The search engine in Vault operates on a on a general computer science principle called general Tokenization. This process essentially chops up the indexed properties into chunks called tokens. When a user searches in Vault (either quick search or advanced find), the search engine will attempt to match the tokens in the search string to the tokens in the appropriate properties. Before going further, I’ll explain how Vault does the slicing and dicing.
First, there are three categories of characters (for our purposes, at least); alpha [a-z, A-Z], numeric [0-9], and special [#^$, blank space, etc.]. Vault will parse the string and sniff out groups of characters belonging to a category. For instance, ABC123$@# would be tokenized into 3 individual tokens:
- ABC
- 123
- $@#
Again, what happened is that Vault saw the first character, A, and understood it to be an alpha character. Vault then asked “Is the next character an alpha, too?” to which the answer was yes, so the token became AB. C was then added to the initial token, as it too was an alpha character. However, the answer was “No”, when it came to the character 1. Vault finished its first token and began the next one, now that it sensed a different category of character. Vault continued this line of questioning with the subsequent characters.

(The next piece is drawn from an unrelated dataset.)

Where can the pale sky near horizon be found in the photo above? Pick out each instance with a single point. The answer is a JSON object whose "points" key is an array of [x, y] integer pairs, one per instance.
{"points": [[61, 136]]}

Another example might be a file name like SS Bearing Plate-6×6.ipt. Here, we have 8 tokens:
- SS
- Bearing
- Plate
- –
- 6
- x
- 6
- ipt
Now, you may have caught the missing period. Vault will only tokenize six special characters – all others are ignored. These special special characters (sorry, had to do it) are:
- $ (dollar sign)
- – (dash)
- _ (underscore)
- @ (at symbol)
- + (plus)
- # (octothorpe, aka number sign)
So now where do the unexpected results come in? This usually happens when an incomplete token is used without wild cards. For example, a user wants to find a specific mounting bracket. This user then types in “mount,” expecting that to be enough. In our hypothetical Vault environment, the results would return “Fan mount.ipt” but not “Mounting bracket.ipt” like they intended. Why? Remember that Vault is trying to match exact tokens (again, without wild cards).
If the user had entered mount*, the results would return the expected “Mounting bracket.ipt” as the user intended.
Moral of the story? Always use wild cards…always. No, really, all the time. For everything.